Think through your data collection strategy from start to finish and consider a pilot run. This will highlight any issues with your tools or instruments and help ensure that you can process any data you produce.
Avoid unnecessary data entry later on by using built-in features in your capture devices to document as you go. Just make sure you understand and keep track of any preprocessing that might be happening behind the scenes.
Be sure to keep secure and backed-up copies of your data in their rawest form (prior to cleaning or processing). You may also want to save snapshots of your datasets at various stages of processing.
Make sure that your project complies with all applicable laws, regulations, and UT policies.
Know your source
Find a repository of data relevant to your discipline
re3data.org, a global registry of data repositories, can help you locate subject-specific data sources and determine whether they are appropriate for you
Cite data sources
Citing data sources is just as important as citing journal articles, books, or other resources you make use of to produce your research. It allows researchers to locate and repurpose data, promotes reproducibility, and allows you to give and get credit for data products: increasingly viewed as scholarly output in their own right.
Ask for guidance
Find your subject specialist for help locating existing data sets relevant to your research question.
Keep your data secure
Save your raw data. This allows you to start over if something goes wrong, or to re-analyze the same dataset testing different variables or protocols.

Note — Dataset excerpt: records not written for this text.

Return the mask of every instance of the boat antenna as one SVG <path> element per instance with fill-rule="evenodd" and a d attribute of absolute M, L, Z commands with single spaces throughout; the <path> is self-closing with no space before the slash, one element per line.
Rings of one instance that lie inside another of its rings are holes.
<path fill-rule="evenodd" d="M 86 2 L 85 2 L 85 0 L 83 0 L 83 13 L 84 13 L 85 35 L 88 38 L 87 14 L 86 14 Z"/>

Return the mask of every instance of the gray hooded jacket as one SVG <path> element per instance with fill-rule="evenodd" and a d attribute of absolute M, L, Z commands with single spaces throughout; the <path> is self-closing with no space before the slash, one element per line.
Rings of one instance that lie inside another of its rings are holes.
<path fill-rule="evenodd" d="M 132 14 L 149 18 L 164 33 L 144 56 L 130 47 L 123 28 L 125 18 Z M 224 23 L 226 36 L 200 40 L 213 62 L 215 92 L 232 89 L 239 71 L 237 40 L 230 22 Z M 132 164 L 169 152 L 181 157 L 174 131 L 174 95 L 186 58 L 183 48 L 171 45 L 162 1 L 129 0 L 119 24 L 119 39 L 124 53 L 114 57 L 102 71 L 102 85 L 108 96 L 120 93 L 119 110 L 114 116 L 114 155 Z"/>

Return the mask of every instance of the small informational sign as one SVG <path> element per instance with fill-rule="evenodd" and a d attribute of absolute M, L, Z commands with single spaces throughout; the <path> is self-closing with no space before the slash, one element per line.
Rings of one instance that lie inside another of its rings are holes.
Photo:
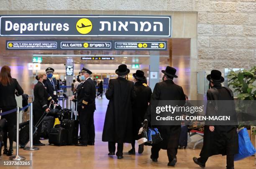
<path fill-rule="evenodd" d="M 114 41 L 114 50 L 166 50 L 167 41 Z"/>
<path fill-rule="evenodd" d="M 138 69 L 140 68 L 140 65 L 138 64 L 132 64 L 132 68 L 133 69 Z"/>
<path fill-rule="evenodd" d="M 82 57 L 81 60 L 113 60 L 113 57 Z"/>
<path fill-rule="evenodd" d="M 39 63 L 33 63 L 33 70 L 41 69 L 41 64 Z"/>
<path fill-rule="evenodd" d="M 57 48 L 57 42 L 6 40 L 6 50 L 52 50 Z"/>
<path fill-rule="evenodd" d="M 157 78 L 158 72 L 150 72 L 150 78 Z"/>
<path fill-rule="evenodd" d="M 43 61 L 43 59 L 41 57 L 33 57 L 32 62 L 33 63 L 41 63 Z"/>
<path fill-rule="evenodd" d="M 73 76 L 74 75 L 74 65 L 66 66 L 66 75 Z"/>
<path fill-rule="evenodd" d="M 30 63 L 28 64 L 28 70 L 33 70 L 33 63 Z"/>
<path fill-rule="evenodd" d="M 111 41 L 77 41 L 77 42 L 61 42 L 60 48 L 63 49 L 90 49 L 90 50 L 112 50 L 112 43 Z"/>

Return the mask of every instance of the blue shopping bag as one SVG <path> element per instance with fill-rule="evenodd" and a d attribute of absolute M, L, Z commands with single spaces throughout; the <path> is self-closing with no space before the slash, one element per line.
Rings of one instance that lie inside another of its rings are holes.
<path fill-rule="evenodd" d="M 238 161 L 252 156 L 256 150 L 251 144 L 246 128 L 240 130 L 238 135 L 238 153 L 234 156 L 234 160 Z"/>

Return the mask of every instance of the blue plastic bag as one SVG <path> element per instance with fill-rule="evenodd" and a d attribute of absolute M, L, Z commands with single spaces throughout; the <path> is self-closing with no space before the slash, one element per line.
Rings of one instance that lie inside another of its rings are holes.
<path fill-rule="evenodd" d="M 234 160 L 238 161 L 255 154 L 256 150 L 251 144 L 246 128 L 243 129 L 238 133 L 238 153 L 234 156 Z"/>

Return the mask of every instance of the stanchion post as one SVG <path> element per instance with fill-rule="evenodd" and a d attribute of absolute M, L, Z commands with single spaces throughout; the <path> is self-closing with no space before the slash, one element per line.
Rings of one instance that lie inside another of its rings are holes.
<path fill-rule="evenodd" d="M 30 146 L 25 147 L 23 149 L 25 150 L 38 150 L 39 148 L 33 146 L 33 103 L 30 103 L 30 111 L 29 115 L 29 141 Z"/>
<path fill-rule="evenodd" d="M 16 155 L 13 156 L 9 158 L 10 160 L 13 161 L 21 161 L 25 160 L 26 158 L 23 156 L 20 156 L 19 155 L 19 116 L 20 114 L 20 108 L 19 107 L 17 107 L 17 111 L 16 112 L 16 115 L 17 117 L 17 123 L 16 124 Z"/>

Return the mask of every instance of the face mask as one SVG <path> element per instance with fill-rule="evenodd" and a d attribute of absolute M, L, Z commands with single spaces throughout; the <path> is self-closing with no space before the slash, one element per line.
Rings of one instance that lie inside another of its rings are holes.
<path fill-rule="evenodd" d="M 84 81 L 84 80 L 85 80 L 85 78 L 84 77 L 84 76 L 81 76 L 81 80 L 82 81 Z"/>
<path fill-rule="evenodd" d="M 50 74 L 48 74 L 47 75 L 47 77 L 48 77 L 48 78 L 52 78 L 52 76 L 53 76 L 53 75 L 52 75 L 52 74 L 51 74 L 51 73 L 50 73 Z"/>

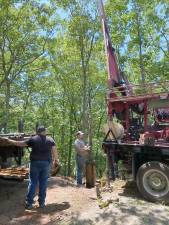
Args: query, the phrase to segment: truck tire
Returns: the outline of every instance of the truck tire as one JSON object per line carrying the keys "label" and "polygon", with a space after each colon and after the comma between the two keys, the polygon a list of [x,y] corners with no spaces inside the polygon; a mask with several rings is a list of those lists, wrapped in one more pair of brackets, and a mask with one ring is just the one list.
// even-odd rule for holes
{"label": "truck tire", "polygon": [[169,167],[160,162],[147,162],[137,172],[137,187],[151,202],[169,203]]}

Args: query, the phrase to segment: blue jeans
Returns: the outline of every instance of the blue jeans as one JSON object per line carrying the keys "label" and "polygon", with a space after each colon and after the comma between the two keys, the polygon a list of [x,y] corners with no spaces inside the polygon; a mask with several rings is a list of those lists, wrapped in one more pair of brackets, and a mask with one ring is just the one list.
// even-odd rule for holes
{"label": "blue jeans", "polygon": [[32,205],[37,185],[39,185],[39,205],[45,204],[46,188],[49,177],[49,161],[30,162],[29,186],[26,201]]}
{"label": "blue jeans", "polygon": [[85,159],[83,156],[76,155],[76,182],[82,184],[82,178],[85,169]]}

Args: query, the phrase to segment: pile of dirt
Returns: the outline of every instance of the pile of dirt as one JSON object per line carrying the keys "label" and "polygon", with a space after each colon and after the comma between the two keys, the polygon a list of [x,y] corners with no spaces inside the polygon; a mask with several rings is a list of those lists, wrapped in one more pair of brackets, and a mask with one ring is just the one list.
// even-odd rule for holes
{"label": "pile of dirt", "polygon": [[24,208],[27,185],[0,180],[0,225],[169,224],[169,207],[145,201],[131,182],[117,180],[97,199],[95,188],[78,188],[71,178],[52,177],[46,207],[39,209],[36,202],[30,211]]}

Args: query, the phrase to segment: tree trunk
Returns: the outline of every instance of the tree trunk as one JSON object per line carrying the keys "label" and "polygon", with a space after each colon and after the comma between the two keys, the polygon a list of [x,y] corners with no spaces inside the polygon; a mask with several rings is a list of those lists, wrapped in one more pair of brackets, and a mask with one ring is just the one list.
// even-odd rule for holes
{"label": "tree trunk", "polygon": [[5,93],[5,113],[4,113],[4,132],[7,133],[9,121],[9,101],[10,101],[10,82],[6,80],[6,93]]}

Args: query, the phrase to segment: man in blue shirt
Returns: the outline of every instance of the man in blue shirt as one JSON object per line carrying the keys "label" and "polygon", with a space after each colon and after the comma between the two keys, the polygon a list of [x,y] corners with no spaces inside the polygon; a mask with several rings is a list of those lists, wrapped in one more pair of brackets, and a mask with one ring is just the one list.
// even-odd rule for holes
{"label": "man in blue shirt", "polygon": [[46,188],[49,177],[50,164],[53,165],[58,162],[58,155],[55,142],[51,137],[46,136],[46,129],[44,126],[39,126],[37,135],[31,137],[27,141],[9,140],[19,147],[30,147],[30,172],[29,172],[29,186],[26,196],[26,209],[31,209],[33,198],[37,185],[39,185],[39,207],[45,206]]}

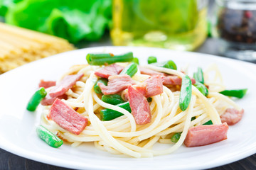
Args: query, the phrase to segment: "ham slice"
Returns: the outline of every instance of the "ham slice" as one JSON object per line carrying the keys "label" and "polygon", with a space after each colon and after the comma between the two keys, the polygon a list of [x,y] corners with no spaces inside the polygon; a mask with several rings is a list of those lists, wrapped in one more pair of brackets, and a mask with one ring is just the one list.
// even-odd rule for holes
{"label": "ham slice", "polygon": [[54,98],[65,94],[82,76],[83,74],[82,73],[65,76],[58,84],[50,89],[49,92],[50,96]]}
{"label": "ham slice", "polygon": [[56,85],[56,81],[44,81],[41,79],[39,83],[39,87],[43,87],[45,89],[51,87]]}
{"label": "ham slice", "polygon": [[[181,85],[182,79],[177,76],[166,76],[161,77],[164,85]],[[193,78],[191,78],[192,84],[196,83]]]}
{"label": "ham slice", "polygon": [[146,75],[149,75],[149,76],[157,76],[157,75],[164,76],[164,75],[166,75],[166,74],[164,74],[164,73],[154,71],[152,69],[146,69],[146,68],[144,68],[142,67],[139,67],[139,70],[140,70],[142,74],[146,74]]}
{"label": "ham slice", "polygon": [[225,113],[220,115],[222,123],[227,123],[229,125],[233,125],[239,122],[242,117],[244,110],[238,110],[235,108],[227,108]]}
{"label": "ham slice", "polygon": [[151,97],[163,93],[163,81],[161,76],[151,76],[145,81],[146,98]]}
{"label": "ham slice", "polygon": [[110,76],[119,74],[123,69],[124,67],[119,66],[117,64],[113,64],[97,71],[95,74],[102,78],[108,79]]}
{"label": "ham slice", "polygon": [[228,130],[226,123],[192,127],[188,130],[184,144],[186,147],[191,147],[218,142],[227,139]]}
{"label": "ham slice", "polygon": [[151,113],[149,103],[146,98],[138,92],[132,86],[128,87],[129,103],[132,114],[137,125],[144,125],[150,123]]}
{"label": "ham slice", "polygon": [[88,123],[88,120],[61,100],[56,98],[50,108],[49,118],[61,128],[75,135],[79,135]]}
{"label": "ham slice", "polygon": [[107,86],[98,83],[98,86],[104,94],[114,94],[126,89],[129,86],[135,84],[135,81],[128,75],[110,76]]}
{"label": "ham slice", "polygon": [[[163,93],[163,83],[159,75],[151,76],[144,83],[132,86],[138,93],[142,94],[146,98]],[[124,101],[128,101],[128,92],[127,90],[122,91],[122,96]]]}

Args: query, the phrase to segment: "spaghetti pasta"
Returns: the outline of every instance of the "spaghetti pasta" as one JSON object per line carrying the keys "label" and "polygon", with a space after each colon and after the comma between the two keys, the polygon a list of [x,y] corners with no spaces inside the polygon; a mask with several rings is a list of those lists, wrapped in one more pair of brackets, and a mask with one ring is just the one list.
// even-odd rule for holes
{"label": "spaghetti pasta", "polygon": [[[43,108],[41,125],[53,132],[58,132],[61,138],[72,143],[73,147],[78,146],[82,142],[94,142],[95,147],[99,149],[135,158],[170,154],[182,145],[190,128],[201,125],[210,120],[214,125],[220,125],[220,115],[225,109],[235,108],[241,110],[230,98],[218,93],[224,85],[217,67],[212,66],[210,69],[204,72],[206,84],[209,86],[209,94],[207,97],[192,86],[191,101],[188,108],[182,111],[178,106],[180,91],[174,91],[171,90],[171,88],[164,86],[163,93],[152,96],[152,101],[149,103],[151,114],[150,123],[137,125],[129,112],[117,106],[105,103],[100,99],[102,94],[94,91],[93,86],[98,79],[94,73],[102,67],[87,64],[73,66],[60,78],[61,79],[69,74],[84,74],[83,77],[65,93],[67,98],[62,99],[88,119],[88,125],[80,135],[72,134],[53,120],[48,119],[50,107],[46,106]],[[177,70],[153,65],[146,65],[144,67],[181,78],[185,75]],[[215,73],[215,80],[218,79],[218,81],[210,81],[208,74],[210,71]],[[149,77],[148,75],[142,74],[139,70],[132,79],[139,84]],[[50,91],[50,89],[47,89],[47,91]],[[112,120],[102,121],[100,111],[103,108],[120,112],[123,115]],[[193,120],[191,120],[192,118]],[[172,143],[172,135],[181,132],[182,133],[178,141],[175,144]],[[170,147],[163,150],[154,149],[154,145],[157,142],[168,144]]]}

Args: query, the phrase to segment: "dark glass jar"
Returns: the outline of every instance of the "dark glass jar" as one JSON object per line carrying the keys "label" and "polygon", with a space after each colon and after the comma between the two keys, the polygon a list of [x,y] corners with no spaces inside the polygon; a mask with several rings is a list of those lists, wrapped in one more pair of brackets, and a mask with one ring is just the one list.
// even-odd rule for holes
{"label": "dark glass jar", "polygon": [[215,35],[226,57],[256,61],[256,1],[216,0]]}

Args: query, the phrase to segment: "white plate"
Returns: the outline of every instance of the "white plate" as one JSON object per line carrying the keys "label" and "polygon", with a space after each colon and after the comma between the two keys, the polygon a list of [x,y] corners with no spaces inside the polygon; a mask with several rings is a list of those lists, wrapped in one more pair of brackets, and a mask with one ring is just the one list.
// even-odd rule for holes
{"label": "white plate", "polygon": [[[97,150],[93,144],[72,148],[63,144],[52,148],[36,134],[40,109],[26,110],[40,79],[54,80],[73,64],[86,63],[88,52],[123,53],[132,51],[146,64],[149,56],[159,61],[174,60],[178,67],[190,63],[191,72],[216,63],[228,89],[248,88],[247,94],[236,102],[245,110],[240,122],[230,126],[228,140],[200,147],[182,146],[176,152],[154,158],[134,159]],[[105,47],[82,49],[38,60],[0,76],[0,147],[33,160],[81,169],[198,169],[228,164],[256,152],[256,65],[234,60],[194,52],[169,50]]]}

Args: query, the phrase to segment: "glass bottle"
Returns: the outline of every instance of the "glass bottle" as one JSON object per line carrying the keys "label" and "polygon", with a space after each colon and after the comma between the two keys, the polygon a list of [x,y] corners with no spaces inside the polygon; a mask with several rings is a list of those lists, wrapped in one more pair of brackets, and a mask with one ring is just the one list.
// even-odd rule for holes
{"label": "glass bottle", "polygon": [[207,0],[113,0],[114,45],[193,50],[206,38]]}
{"label": "glass bottle", "polygon": [[220,55],[256,61],[256,1],[217,0],[213,35]]}

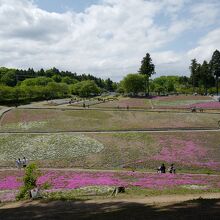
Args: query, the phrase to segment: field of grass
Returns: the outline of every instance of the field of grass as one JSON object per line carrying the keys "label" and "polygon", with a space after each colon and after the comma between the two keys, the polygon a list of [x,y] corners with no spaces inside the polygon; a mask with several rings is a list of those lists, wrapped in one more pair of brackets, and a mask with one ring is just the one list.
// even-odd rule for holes
{"label": "field of grass", "polygon": [[41,167],[144,169],[175,163],[178,172],[220,170],[218,132],[0,135],[0,166],[25,156]]}
{"label": "field of grass", "polygon": [[104,110],[13,109],[0,131],[95,131],[150,128],[217,128],[219,114]]}
{"label": "field of grass", "polygon": [[130,108],[130,109],[150,109],[151,105],[146,98],[119,98],[95,105],[96,108]]}
{"label": "field of grass", "polygon": [[155,108],[190,108],[191,105],[209,102],[213,102],[213,99],[207,96],[180,95],[155,97],[152,99]]}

Consider saving snapshots of your data at a number of different stages (e.g., raw, cleaned up, subsetted).
Distinguish between these datasets in the file names and/or documentation.
In projects that involve code or software development where there are frequent edits or multiple contributors, consider using a more elaborate version control system. Git is a popular choice, but your research community or lab may have a preferred environment.
Back things up
Maintaining working copies of your data requires thoughtful consideration of hardware, redundant storage locations, and a disaster plan.
Lots of Copies Keeps Stuff Safe is a helpful acronym to remember.
The more copies of your data, the better...as long as they’re not all in the same place.
Test your system frequently to make sure it’s working.
Use the 3-2-1 backup rule as rule of thumb: 3 copies, on 2 different types of storage media, 1 off-site.
Document your steps
This can mean taking good notes, saving log files, or capturing your every step in an electronic lab book. Be sure to keep a copy together with any data or code you produce so that you can follow your trail later on.
Scan paper notebooks. Include any pre-processing or data-cleaning steps to ensure reproducibility.
REDCap is a secure web application for building and managing online surveys and databases. While REDCap can be used to collect virtually any type of data (including 21 CFR Part 11, FISMA, and HIPAA-compliant environments), it is specifically geared to support online or offline data capture for research studies and operations.